Le roman est divisé en 5 périodes plus un épilogue, tout comme les tentures. Est-ce voulu ? Involontaire ? Le lecteur peut retrouver la vue lorsque les protagonistes se rencontrent dans la première partie.

Suit le goût en partie 2, chez ces Bruxellois gourmands pour qui une tapisserie terminée est « proche de la sensation que vous avez à manger de petits radis craquants et printaniers » (p.100), où l’on accueille l’artiste avec un plat d’huîtres « dignes d’un Parisien » (p.129) et où une jeune fille aveugle se complaît à produire des herbes et des légumes au jardin.

La partie 3 serait-elle l’ouïe, toute de dialogues qui font avancer l’intrigue ?

La 4ème partie est dédiée au toucher, tout au tissage de la laine dans l’atelier bruxellois et au culbutage de l’amoureuse parmi les fleurs du jardin : « je frissonnai tandis que nos peaux entraient en contact dans l’air frais. » (p.292)

La 5ème partie est à nouveau en Paris mais l’odorat y est parcimonieux malgré « le vin aux épices » et « les figues rôties » du repas de fiançailles de Claude Le Viste avec un noble seigneur.
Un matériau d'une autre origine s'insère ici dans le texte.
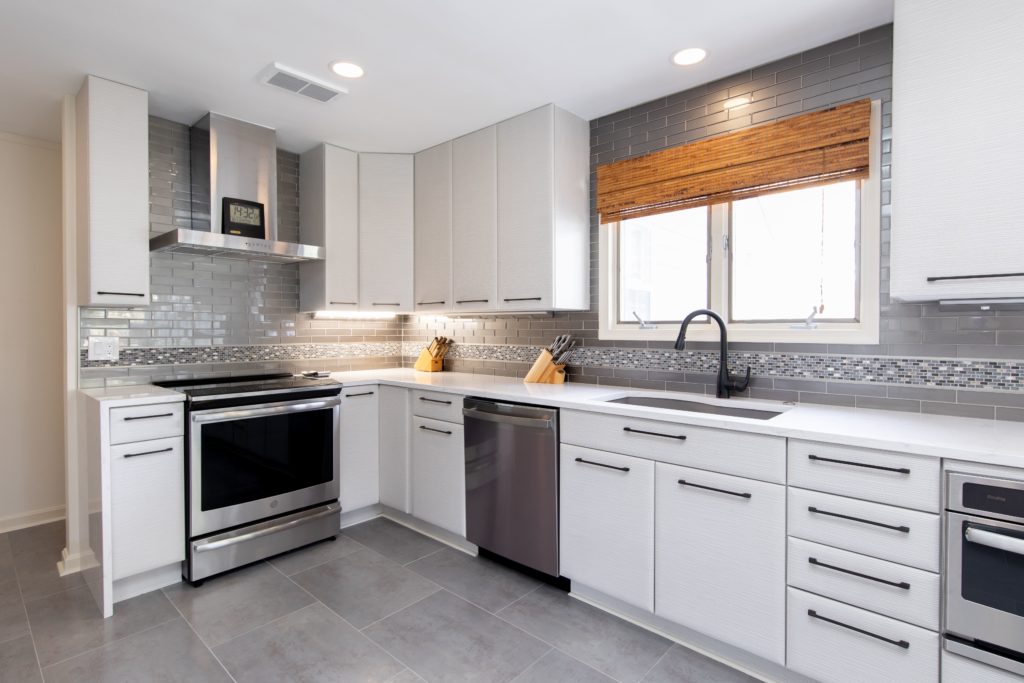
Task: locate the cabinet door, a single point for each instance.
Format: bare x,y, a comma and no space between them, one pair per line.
386,232
394,425
438,474
607,523
720,550
433,228
147,505
474,220
525,169
359,447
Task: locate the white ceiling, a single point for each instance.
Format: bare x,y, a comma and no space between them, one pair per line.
435,69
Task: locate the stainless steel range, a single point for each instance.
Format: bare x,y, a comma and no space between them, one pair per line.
262,468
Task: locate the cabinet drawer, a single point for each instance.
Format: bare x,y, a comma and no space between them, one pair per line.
855,646
897,591
147,505
141,423
753,456
884,476
446,407
899,535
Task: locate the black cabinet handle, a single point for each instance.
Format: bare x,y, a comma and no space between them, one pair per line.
439,431
901,470
150,417
610,467
684,482
147,453
897,643
681,437
898,584
903,529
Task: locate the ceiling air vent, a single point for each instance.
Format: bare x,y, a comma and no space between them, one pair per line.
301,84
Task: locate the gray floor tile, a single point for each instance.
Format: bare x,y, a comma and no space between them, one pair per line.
444,638
13,623
681,665
392,540
170,653
312,645
609,644
556,666
310,556
365,587
482,582
17,662
227,606
68,624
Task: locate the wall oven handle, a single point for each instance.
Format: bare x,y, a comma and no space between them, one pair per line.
993,540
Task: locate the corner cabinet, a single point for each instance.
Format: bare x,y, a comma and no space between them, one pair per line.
112,158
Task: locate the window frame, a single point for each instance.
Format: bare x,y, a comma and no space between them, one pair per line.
864,331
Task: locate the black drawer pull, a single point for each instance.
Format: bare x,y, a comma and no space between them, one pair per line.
439,431
681,437
148,417
903,529
898,584
147,453
610,467
684,482
901,470
897,643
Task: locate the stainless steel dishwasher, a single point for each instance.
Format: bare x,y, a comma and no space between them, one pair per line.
512,481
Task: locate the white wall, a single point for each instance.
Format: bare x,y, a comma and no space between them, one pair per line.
32,467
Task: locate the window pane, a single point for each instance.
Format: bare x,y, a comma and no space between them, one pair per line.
663,265
794,251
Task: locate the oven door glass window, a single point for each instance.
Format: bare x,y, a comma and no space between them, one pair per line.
992,566
255,458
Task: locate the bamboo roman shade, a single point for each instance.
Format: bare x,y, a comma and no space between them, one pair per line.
807,150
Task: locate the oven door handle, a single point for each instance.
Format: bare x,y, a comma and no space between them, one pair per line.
992,540
247,412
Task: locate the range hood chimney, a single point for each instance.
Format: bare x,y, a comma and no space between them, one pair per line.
235,161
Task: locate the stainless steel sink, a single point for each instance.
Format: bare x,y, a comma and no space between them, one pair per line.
695,407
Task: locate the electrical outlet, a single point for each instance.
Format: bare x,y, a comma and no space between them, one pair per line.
103,348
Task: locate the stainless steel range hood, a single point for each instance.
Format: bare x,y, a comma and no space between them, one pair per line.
238,160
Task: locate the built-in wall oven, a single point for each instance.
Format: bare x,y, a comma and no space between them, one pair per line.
262,469
984,578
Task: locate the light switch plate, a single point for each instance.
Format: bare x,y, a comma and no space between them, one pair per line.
103,348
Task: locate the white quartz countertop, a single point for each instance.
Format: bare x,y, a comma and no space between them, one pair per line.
987,441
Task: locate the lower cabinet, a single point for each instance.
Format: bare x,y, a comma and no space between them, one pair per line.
438,474
607,523
720,557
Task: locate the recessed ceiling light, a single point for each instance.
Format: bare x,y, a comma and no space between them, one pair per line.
347,70
688,56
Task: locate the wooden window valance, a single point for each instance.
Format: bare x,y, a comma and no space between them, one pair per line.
807,150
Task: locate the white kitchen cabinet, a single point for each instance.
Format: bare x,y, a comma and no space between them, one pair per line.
543,211
438,474
112,159
955,199
433,228
330,218
359,445
386,240
607,523
720,557
394,435
474,220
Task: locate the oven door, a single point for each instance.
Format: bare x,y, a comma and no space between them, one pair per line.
248,463
985,580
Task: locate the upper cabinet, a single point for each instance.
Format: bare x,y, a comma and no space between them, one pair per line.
386,210
955,213
112,157
330,217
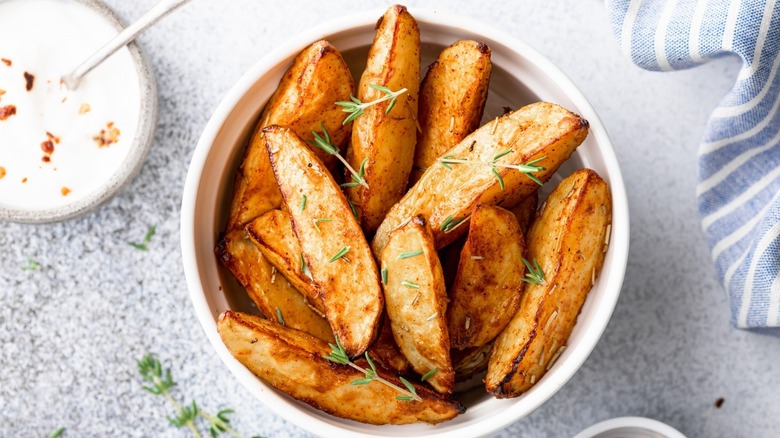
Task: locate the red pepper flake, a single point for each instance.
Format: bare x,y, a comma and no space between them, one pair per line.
47,147
52,137
107,136
7,111
29,79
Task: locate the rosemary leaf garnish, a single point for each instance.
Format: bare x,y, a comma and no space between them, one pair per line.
318,220
410,254
147,239
355,107
339,355
528,168
450,223
323,142
342,252
430,374
411,389
32,265
498,177
161,381
535,275
305,268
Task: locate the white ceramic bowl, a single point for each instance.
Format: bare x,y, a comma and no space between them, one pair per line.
138,148
520,76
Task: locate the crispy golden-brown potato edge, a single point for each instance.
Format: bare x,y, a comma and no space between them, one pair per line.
292,362
568,240
335,252
267,288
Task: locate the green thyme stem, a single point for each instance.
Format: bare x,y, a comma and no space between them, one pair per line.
216,421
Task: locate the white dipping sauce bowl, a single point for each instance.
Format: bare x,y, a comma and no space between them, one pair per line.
520,76
130,165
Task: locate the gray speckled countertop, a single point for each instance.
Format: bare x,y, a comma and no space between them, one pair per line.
71,331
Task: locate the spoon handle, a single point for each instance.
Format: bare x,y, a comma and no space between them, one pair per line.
160,10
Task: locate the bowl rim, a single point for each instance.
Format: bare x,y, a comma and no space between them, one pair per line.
138,150
281,404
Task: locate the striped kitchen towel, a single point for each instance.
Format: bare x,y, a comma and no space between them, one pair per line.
739,157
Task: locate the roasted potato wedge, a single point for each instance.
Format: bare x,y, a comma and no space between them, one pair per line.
304,101
568,240
336,252
525,211
385,136
488,286
386,352
273,235
417,302
471,361
292,361
452,100
269,290
446,195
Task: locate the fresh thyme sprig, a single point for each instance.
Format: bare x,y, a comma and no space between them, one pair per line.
31,265
144,246
339,355
535,275
161,381
355,107
528,168
323,142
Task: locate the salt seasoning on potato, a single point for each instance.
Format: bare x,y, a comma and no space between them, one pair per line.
417,302
271,292
452,100
505,161
565,250
296,363
384,135
334,254
488,286
304,101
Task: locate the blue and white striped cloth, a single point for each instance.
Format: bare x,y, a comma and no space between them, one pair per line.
739,157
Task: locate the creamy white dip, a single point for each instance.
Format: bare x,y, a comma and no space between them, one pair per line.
89,131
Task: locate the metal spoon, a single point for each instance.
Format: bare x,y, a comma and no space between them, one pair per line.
160,10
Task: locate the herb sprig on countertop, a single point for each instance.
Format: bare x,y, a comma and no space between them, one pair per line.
144,246
355,106
323,142
339,355
528,168
160,381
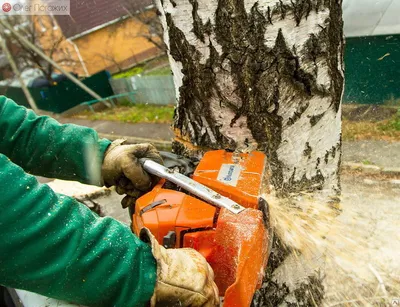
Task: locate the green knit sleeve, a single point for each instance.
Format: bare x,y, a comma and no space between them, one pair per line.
52,245
42,146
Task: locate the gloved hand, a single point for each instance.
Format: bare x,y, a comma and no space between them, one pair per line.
184,278
122,169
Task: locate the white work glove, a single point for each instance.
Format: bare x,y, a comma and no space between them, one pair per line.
121,168
184,278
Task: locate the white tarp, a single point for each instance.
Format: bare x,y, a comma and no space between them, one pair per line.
371,17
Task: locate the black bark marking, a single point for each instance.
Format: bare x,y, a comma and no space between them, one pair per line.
258,72
198,28
315,119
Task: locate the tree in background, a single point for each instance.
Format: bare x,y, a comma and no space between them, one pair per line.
42,32
262,75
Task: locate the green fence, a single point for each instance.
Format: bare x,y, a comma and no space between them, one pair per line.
64,95
372,69
148,89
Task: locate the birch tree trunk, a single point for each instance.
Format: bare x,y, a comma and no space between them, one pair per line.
260,74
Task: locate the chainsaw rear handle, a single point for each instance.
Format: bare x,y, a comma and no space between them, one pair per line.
191,186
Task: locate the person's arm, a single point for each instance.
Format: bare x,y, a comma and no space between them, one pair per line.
42,146
52,245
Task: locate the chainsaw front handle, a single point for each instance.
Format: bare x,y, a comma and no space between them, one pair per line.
191,186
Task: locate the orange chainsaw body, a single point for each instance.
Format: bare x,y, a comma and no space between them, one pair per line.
235,245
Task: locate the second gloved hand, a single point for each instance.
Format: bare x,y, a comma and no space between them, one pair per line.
121,168
184,278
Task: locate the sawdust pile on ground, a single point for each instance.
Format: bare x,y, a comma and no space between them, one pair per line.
356,248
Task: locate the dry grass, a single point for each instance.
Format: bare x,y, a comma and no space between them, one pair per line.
138,113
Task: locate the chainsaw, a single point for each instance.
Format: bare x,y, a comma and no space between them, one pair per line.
214,207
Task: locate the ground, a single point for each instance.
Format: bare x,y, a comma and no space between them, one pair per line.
139,113
371,122
359,122
362,248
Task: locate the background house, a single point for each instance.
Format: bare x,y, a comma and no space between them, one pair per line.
103,35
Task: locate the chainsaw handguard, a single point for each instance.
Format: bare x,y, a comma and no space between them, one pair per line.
184,278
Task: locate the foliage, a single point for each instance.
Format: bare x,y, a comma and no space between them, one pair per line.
392,125
129,73
40,31
162,71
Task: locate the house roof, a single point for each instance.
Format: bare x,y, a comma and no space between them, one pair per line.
88,15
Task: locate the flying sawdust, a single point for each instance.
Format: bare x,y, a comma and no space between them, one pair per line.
347,246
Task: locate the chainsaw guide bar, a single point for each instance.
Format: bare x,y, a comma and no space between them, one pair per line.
192,186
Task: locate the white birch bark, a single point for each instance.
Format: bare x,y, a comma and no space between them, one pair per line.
264,75
260,74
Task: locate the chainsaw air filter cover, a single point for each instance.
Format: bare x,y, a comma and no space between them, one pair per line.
235,245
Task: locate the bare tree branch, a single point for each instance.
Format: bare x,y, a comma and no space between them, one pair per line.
42,33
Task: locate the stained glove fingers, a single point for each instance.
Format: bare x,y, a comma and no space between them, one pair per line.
125,183
136,174
134,193
120,190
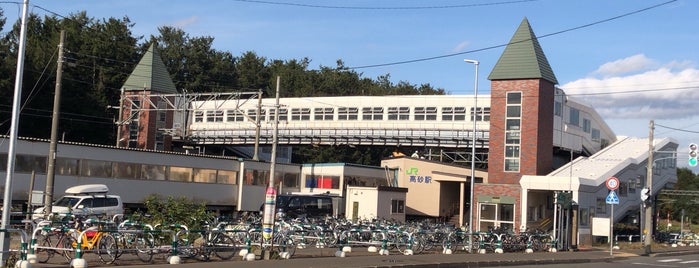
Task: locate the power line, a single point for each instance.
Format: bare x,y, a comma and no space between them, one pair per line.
503,45
385,8
677,129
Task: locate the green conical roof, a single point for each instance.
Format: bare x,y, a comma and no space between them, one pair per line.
150,74
523,58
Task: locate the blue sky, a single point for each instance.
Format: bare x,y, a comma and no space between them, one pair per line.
632,60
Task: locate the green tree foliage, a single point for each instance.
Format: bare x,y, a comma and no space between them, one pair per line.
97,59
102,53
174,210
688,181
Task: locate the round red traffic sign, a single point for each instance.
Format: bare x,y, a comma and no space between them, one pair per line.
612,183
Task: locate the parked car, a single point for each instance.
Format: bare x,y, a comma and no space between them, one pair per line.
303,206
88,199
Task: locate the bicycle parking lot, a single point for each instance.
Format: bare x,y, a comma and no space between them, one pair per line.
107,243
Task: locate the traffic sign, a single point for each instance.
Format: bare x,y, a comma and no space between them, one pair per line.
612,198
612,183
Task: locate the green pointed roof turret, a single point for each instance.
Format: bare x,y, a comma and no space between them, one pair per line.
523,58
150,74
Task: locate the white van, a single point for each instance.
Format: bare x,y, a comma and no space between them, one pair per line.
88,199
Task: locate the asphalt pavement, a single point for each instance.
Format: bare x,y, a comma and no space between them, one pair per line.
360,258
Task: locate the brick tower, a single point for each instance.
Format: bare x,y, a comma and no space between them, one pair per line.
521,128
142,118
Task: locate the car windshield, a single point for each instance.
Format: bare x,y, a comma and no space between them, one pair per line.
66,202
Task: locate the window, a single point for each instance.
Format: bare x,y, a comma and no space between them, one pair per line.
496,215
323,114
398,113
291,180
183,174
574,118
227,177
153,172
557,107
425,113
198,116
372,113
323,182
454,113
300,114
29,163
586,125
234,116
513,121
256,177
397,206
595,135
127,170
283,114
347,113
204,175
66,166
252,115
481,113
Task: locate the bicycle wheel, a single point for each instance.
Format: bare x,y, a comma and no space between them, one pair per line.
43,254
224,247
282,243
144,247
65,245
185,248
107,248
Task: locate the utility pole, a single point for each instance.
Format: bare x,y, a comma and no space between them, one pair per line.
648,213
257,125
51,170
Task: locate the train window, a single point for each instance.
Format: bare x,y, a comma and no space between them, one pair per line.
323,113
234,116
347,113
398,113
372,113
425,113
301,114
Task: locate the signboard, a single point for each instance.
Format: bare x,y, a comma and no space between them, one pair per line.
612,198
600,226
612,183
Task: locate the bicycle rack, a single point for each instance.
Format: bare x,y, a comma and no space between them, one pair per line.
22,262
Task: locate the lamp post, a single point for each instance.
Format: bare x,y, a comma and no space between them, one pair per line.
473,144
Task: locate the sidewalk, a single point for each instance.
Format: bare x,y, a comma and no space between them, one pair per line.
364,259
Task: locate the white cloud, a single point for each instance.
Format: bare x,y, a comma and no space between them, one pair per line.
627,65
670,91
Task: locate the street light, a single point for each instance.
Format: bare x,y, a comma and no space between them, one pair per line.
473,144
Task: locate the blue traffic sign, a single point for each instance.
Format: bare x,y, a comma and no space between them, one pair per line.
612,198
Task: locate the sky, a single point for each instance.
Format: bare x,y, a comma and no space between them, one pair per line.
633,61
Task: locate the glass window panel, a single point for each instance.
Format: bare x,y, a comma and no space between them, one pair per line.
514,111
180,174
29,163
95,168
153,172
291,180
514,98
66,166
227,177
488,212
512,124
511,164
127,170
511,151
204,175
512,137
507,212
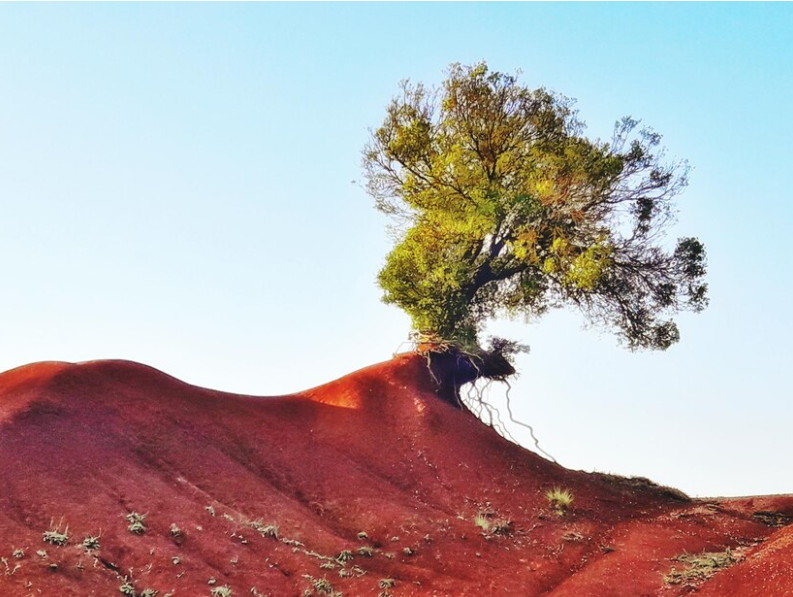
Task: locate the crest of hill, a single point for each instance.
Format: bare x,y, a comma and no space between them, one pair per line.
372,460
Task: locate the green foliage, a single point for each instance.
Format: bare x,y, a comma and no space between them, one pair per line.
701,567
57,534
503,205
559,499
136,523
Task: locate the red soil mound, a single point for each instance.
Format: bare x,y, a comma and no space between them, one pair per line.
368,485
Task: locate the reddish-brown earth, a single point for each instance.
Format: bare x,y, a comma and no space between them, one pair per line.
375,452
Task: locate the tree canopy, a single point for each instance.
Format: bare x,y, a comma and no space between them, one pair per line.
503,206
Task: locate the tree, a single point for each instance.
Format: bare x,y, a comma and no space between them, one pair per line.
503,205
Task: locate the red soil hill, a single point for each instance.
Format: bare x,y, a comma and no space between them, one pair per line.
369,485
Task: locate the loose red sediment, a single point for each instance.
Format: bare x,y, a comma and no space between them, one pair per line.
374,452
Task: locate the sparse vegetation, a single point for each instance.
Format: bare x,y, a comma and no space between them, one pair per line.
136,523
344,556
57,535
701,567
492,525
559,499
265,530
322,586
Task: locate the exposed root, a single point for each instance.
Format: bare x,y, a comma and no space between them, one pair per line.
477,403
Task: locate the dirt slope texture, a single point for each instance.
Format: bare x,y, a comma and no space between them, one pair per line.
116,479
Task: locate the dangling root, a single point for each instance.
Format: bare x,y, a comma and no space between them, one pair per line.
526,425
477,404
475,401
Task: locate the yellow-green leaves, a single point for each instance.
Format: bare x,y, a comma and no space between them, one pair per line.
506,205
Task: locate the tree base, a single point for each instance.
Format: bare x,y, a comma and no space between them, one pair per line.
453,368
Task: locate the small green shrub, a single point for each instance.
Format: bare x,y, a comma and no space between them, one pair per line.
136,526
700,568
265,530
559,499
57,535
322,586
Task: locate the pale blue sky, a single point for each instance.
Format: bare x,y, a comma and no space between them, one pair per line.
175,183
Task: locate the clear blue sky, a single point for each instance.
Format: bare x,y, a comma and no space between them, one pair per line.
176,189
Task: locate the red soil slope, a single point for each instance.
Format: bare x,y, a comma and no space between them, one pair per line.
371,467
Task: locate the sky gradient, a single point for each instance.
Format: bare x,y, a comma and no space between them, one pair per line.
176,185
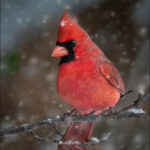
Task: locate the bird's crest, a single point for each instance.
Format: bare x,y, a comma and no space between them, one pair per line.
69,29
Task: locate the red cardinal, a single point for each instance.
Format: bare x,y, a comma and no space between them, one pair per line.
87,79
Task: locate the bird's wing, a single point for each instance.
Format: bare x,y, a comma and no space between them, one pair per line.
112,75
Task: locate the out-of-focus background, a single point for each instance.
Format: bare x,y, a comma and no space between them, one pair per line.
28,73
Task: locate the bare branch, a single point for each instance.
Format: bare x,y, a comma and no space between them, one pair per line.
107,115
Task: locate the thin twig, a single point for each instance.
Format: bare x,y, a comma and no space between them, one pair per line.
123,113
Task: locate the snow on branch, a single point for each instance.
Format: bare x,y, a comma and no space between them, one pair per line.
129,111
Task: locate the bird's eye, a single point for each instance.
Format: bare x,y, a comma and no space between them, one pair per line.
58,43
68,44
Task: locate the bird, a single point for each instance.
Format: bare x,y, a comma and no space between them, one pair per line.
86,78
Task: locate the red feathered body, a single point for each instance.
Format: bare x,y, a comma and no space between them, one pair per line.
81,84
88,82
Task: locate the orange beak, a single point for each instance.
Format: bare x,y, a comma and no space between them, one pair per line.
59,51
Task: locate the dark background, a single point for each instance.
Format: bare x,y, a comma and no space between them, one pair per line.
28,73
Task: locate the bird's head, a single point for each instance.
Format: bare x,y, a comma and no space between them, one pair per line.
70,34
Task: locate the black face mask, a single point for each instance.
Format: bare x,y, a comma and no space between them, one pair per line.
69,45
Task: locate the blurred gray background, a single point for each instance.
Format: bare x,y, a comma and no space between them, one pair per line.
28,73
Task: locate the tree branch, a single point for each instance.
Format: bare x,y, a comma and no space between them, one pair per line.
126,112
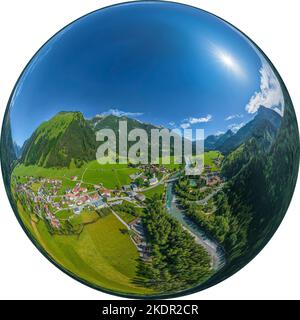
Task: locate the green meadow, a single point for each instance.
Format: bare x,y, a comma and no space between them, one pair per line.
209,158
102,254
109,175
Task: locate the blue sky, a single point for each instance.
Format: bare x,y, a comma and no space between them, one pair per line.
163,63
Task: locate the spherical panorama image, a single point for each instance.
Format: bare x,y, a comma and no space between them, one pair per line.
150,149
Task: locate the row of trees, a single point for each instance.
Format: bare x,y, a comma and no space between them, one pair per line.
177,262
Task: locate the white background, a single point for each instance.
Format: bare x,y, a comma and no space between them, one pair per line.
25,25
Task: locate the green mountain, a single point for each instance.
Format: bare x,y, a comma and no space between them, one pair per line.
264,127
57,142
214,142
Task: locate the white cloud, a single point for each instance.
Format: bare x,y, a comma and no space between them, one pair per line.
185,125
270,94
234,116
236,126
120,113
200,120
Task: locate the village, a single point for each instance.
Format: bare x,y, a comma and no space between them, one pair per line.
57,200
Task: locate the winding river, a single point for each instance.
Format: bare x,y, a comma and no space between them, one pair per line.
214,249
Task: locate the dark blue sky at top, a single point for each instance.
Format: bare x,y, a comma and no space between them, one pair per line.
163,60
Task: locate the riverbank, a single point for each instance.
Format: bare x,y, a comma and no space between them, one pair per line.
213,248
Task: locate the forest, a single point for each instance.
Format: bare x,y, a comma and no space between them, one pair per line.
177,262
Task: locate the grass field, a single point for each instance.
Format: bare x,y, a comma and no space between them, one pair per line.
110,175
210,156
156,190
101,254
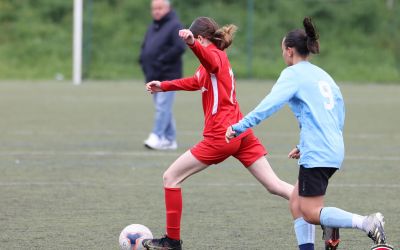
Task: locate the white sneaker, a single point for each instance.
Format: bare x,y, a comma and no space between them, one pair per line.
374,224
153,142
169,145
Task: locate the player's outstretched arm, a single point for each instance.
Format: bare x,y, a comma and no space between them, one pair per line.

Son père Jean se tient quand même « près de la tapisserie de l’Odorat » pour accueillir ses visiteurs, même s’il préfère l’Ouïe parce que « l’étendard y est très beau et le lion a noble allure. » (p.340)

L’épilogue est doux amer ; comme la dernière tenture intitulée « à mon seul désir », il montre que les humains font rarement se qu’ils voudraient le plus au monde. « Ces tapisseries traitent non point de la seule séduction mais aussi de l’âme. » (p.341)

Les 359 pages se lisent bien, dans cette vogue du roman historique pénétré de pédagogie et enrobé de sentiments. Hier vaut mieux que demain pour une population qui vieillit. Mais le charme médiéval agit. Nous sommes à l’aube de la Renaissance.

Tracy Chevalier, La dame à la licorne, 2005, Folio, €6.93

La tapisserie de la Dame à la licorne est visible à Paris, au musée national du moyen-âge, à Cluny.

Le rendez-vous n’est pas venu. Il semble que l’erreur était mienne, une date mal notée. On soupçonne toujours Internet, souvent l’univers du n’importe quoi, où tout est apparemment permis. Mais pas cette fois et je renouvelle mes excuses à la personne concernée. C’est grâce à cette erreur que j’ai pu remarquer les lapins, dans un coin de la tapisserie du Goût. Deux petits conins mignons qui batifolent.